Неврологическое обследование юного фермера, которое провела Пикар, в дальнейшем установило, что именно передний островок является источником этих волшебных ощущений.
Поезд из Женевы в Ромон проехал вдоль северного берега Женевского озера (по-французски Лак-Леман) до самой Лозанны и вскоре унесся прочь в горы. Когда я сошел в Ромоне, меня встретила Катрин. Она мать Альберика, юного фермера, написавшего отчет для Пикар. Катрин отвезла меня на ферму, чтобы познакомить с Альбериком. Во время пути она рассказала мне, что Альберик был третьим из шести детей, и, хотя его появление на свет было самым тяжелым, оно же было и самым гармоничным. Она рожала в воде, все шесть раз. Она назвала сына Альберик (по-кельтски это значит «король медведей»), потому что он был «очень сильным в утробе… очень могучим».
Альберик рос счастливым ребенком, без особых трудностей. Он любил природу (которую я обнаружил в потрясающем изобилии в окрестностях их трехсотлетнего дома недалеко от Ромона), бегал босиком в компании коров, а в три года залезал на дедушкин трактор. В три года он также начал говорить, значительно позже, чем его сестры.

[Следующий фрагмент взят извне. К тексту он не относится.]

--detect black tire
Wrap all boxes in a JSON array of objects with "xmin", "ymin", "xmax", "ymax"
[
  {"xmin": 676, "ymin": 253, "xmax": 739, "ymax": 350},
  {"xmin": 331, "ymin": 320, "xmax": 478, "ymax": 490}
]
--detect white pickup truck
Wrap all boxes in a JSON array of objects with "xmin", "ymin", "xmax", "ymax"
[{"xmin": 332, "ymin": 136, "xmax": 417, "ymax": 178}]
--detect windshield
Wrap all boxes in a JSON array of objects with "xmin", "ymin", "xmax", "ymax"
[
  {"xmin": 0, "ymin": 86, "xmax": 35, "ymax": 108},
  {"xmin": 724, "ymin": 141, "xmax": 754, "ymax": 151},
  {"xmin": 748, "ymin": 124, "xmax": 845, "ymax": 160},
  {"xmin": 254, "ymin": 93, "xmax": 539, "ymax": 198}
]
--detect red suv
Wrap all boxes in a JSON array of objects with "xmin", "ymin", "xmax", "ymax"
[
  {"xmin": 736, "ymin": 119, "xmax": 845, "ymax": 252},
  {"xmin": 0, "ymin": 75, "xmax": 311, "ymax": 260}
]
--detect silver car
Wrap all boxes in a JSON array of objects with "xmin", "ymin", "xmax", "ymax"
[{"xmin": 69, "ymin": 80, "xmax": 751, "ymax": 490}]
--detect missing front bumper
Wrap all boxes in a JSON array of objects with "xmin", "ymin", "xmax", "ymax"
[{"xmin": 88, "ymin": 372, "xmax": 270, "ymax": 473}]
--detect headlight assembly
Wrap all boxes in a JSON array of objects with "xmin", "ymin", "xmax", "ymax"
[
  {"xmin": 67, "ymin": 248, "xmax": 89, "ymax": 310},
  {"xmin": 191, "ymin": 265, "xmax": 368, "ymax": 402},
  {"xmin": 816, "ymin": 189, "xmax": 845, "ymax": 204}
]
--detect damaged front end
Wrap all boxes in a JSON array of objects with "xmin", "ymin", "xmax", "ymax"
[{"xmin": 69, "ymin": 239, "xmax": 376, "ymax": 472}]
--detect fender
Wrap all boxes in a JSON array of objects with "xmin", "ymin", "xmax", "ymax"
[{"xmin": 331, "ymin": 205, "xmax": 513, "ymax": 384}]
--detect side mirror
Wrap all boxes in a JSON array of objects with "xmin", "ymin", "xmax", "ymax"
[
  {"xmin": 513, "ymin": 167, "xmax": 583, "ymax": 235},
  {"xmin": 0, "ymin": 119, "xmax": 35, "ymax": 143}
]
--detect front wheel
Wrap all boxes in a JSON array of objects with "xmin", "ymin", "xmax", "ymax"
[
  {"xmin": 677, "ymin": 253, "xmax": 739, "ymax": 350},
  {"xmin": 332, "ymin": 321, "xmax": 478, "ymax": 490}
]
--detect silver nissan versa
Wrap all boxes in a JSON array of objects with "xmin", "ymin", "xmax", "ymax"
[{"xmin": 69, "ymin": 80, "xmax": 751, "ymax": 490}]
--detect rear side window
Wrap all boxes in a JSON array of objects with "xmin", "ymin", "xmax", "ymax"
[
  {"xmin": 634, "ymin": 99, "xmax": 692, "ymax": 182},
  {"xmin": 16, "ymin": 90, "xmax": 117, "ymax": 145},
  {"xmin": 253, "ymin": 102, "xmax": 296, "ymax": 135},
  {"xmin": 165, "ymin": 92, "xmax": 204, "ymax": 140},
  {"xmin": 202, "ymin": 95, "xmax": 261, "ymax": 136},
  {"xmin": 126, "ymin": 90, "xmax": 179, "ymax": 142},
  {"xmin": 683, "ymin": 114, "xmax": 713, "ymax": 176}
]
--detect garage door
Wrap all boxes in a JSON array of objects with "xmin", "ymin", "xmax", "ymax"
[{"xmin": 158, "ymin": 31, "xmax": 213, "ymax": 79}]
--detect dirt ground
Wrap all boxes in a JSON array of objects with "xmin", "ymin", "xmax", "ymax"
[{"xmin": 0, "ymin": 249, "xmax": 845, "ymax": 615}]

Мы встретились с Альбериком, когда он работал на ферме. Образ маленького херувимчика, который нарисовала мне мать, сразу рассеялся; я увидел крепкого девятнадцатилетнего молодого человека, слегка растрепанного от работы, с приятной приветливой улыбкой. Он порезался во время работы, из пальца шла кровь. Однако он беззаботно сел в машину, и мы отправились обратно в Ромон поговорить об эпилепсии. Он говорил по-французски, а его мать переводила. Впервые припадок случился, когда ему было пятнадцать. За неделю до этого с Альбериком произошел случай, который странно перекликается с нашей первой встречей. Альберик с крестным поехал на ферму, расположенную в горах, на высоте пяти тысяч футов, и крестный сильно поранил три пальца на руке на деревообрабатывающем станке. Он попросил Альберика остаться на ферме и приглядеть за коровами, им нужен был специальный уход перед появлением на свет первых телят, а сам отправился в больницу. Альберик позвонил матери, а она сказала: «Не нужно было его отпускать одного». Когда она приехала на ферму, то обнаружила сына рыдающим. Это происшествие травмировало его, и он чувствовал вину за то, что отпустил крестного одного. «А неделю спустя начались припадки», – рассказала Катрин.
Все случилось в том же горном шале. На этот раз Альберик был с отцом. Они закончили чистить стойла для коров и сидели у камина. Внезапно Альберик ощутил странный, незнакомый вкус во рту. Затем он потерял сознание, и начался припадок, которого он не помнит. Это было первое из его длительных «отсутствий». Родители, не зная, что с ним происходит, отвезли его домой. Дома Катрин поняла, что Альберик еще не пришел в себя. Она отвела его в горячий душ, а он заметил, как это странно, что в шале есть горячая вода (в горах воду приходится греть). «Он не осознал, что находится дома», – вспоминает Катрин. В ту ночь отец спал подле него. «Мы думали, что он так и не станет прежним… Что-то в его личности сломалось», – сказала Катрин.